Kathy threw up her hands. “This is more evidence that this whole thing is true. We’re both talking in our own language, but we can understand each other. That must be part of the Dream Catcher’s power.”
“I will have to think about this,” Dakota said, shaking his head. “I speak so you can understand me in this era, yet I wear my own clothing.” His gaze slid over the soft T-shirt Kathy wore. It clearly outlined the swell of her breasts. “Is that your usual attire? Is that an image of the god you worship?”
For the first time since the bizarre beginning of the morning, Kathy became acutely aware of her scanty attire. The Indian’s dark eyes seemed to be peering through her shirt, scrutinizing her bare breasts beneath.
She could feel the heat from his penetrating gaze. It touched a place deep and low within her, churning, swirling, causing a flush to stain her cheeks. She was pinned in place, unable to move, having to remind herself to breathe.
This man, she thought hazily, was real. He was there. Denying his existence was foolhardy. There was no lingering doubt in her mind that he had been flung through time and space to arrive in the present from the past.
She had somehow managed to dream about a living, human being, rather than a creation of her imagination. The potent powers of the Dream Catcher had then captured him and brought him to her.
But why?
The magnitude of what had taken place was too enormous, too overwhelming, to be chalked up to some weird cosmic glitch.
Why had this happened to her and Dakota?
“Kathy?”
“What? Oh, my clothes. I don’t go outside like this. I wear this to sleep in, that’s all.”
“And that image? Is that who you worship?”
“Heavens no,” she said. “That’s Mickey. He’s not a god, he’s a mouse.” She paused. “Dakota, the only way that I can deal with all of this is to accept the facts as they stand and give it all a semblance of reality, even if it’s not reasonable reality. Oh, dear, I’m not making sense. What I’m saying is, until I have just cause to change my mind, I’m going to believe you were transported from 1877 to now through the Dream Catcher.”
“You have the right to do what you wish.”
“And you? What do you believe is happening here?”
Dakota sighed. “I do not want to believe it. There’s no purpose to my being here. Yes, I was feeling lonely, alone, but there’s no life for me here in the future, in the white man’s world. I do not belong here, Kathy.”

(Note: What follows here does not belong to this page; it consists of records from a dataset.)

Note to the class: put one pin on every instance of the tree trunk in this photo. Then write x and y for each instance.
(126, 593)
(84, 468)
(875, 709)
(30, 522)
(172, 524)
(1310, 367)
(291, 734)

“We don’t know that, Dakota. If we accept this scenario as being the truth, as being what actually happened, then we have to move on to the question of why it occurred.”

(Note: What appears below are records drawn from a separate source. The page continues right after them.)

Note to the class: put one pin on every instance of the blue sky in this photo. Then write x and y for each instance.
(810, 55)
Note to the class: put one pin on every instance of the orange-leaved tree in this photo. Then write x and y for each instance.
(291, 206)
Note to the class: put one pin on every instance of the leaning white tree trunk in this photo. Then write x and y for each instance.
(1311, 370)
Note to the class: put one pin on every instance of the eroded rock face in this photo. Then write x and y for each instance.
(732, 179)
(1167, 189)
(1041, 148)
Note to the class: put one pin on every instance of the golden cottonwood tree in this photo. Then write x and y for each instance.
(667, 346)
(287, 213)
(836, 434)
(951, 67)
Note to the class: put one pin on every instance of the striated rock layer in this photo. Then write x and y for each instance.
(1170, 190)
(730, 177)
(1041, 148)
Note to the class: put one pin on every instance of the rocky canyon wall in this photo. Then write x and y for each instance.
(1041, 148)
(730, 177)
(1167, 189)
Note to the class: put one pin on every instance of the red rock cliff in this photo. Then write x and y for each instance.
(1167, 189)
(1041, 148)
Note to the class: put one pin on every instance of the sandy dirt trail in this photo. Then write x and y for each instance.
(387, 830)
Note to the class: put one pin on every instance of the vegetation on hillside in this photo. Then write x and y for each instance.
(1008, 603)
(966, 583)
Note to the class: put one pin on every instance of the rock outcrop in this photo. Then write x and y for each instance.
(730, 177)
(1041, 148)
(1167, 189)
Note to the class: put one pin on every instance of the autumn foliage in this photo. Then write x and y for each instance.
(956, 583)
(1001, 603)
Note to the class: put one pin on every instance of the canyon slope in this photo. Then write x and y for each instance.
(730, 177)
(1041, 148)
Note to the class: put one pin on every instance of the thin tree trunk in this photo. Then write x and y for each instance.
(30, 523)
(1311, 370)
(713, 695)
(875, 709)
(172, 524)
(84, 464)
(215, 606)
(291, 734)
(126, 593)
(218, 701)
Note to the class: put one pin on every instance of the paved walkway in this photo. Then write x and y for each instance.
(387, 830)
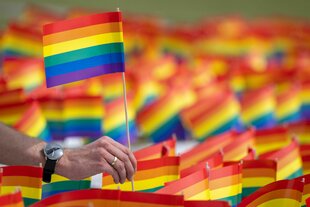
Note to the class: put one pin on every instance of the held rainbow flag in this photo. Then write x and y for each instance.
(83, 47)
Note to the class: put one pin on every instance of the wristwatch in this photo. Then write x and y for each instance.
(52, 152)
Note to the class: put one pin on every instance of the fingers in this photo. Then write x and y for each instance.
(123, 166)
(110, 170)
(126, 151)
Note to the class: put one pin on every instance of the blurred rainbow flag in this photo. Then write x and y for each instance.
(83, 47)
(27, 178)
(151, 175)
(33, 123)
(279, 193)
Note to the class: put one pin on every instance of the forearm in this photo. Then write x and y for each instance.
(19, 149)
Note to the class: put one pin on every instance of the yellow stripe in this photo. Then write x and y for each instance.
(157, 119)
(256, 181)
(257, 110)
(225, 192)
(289, 169)
(280, 202)
(217, 119)
(27, 192)
(288, 107)
(143, 184)
(81, 43)
(78, 112)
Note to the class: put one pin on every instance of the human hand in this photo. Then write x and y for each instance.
(97, 157)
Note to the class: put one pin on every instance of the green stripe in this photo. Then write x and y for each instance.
(248, 191)
(29, 201)
(83, 53)
(66, 185)
(296, 174)
(151, 190)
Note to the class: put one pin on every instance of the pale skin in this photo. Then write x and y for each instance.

“The why is because you tampered with the powers of the Dream Catcher. The question is not why, it is how. How do we send me back to my own time? I don’t want to be here, Kathy, and I have no intention of staying.”
“Dakota,” she said quietly, “maybe there is something important that you’re supposed to do here. Yes, all right, to be fair to you we should be trying to figure out how to send you back. But I truly believe we should also be considering the question of why you are here, what it all means.”
“Mmm,” he said, frowning.
“Will you think about both issues? Please, Dakota?”
He stared at her for a long moment before answering.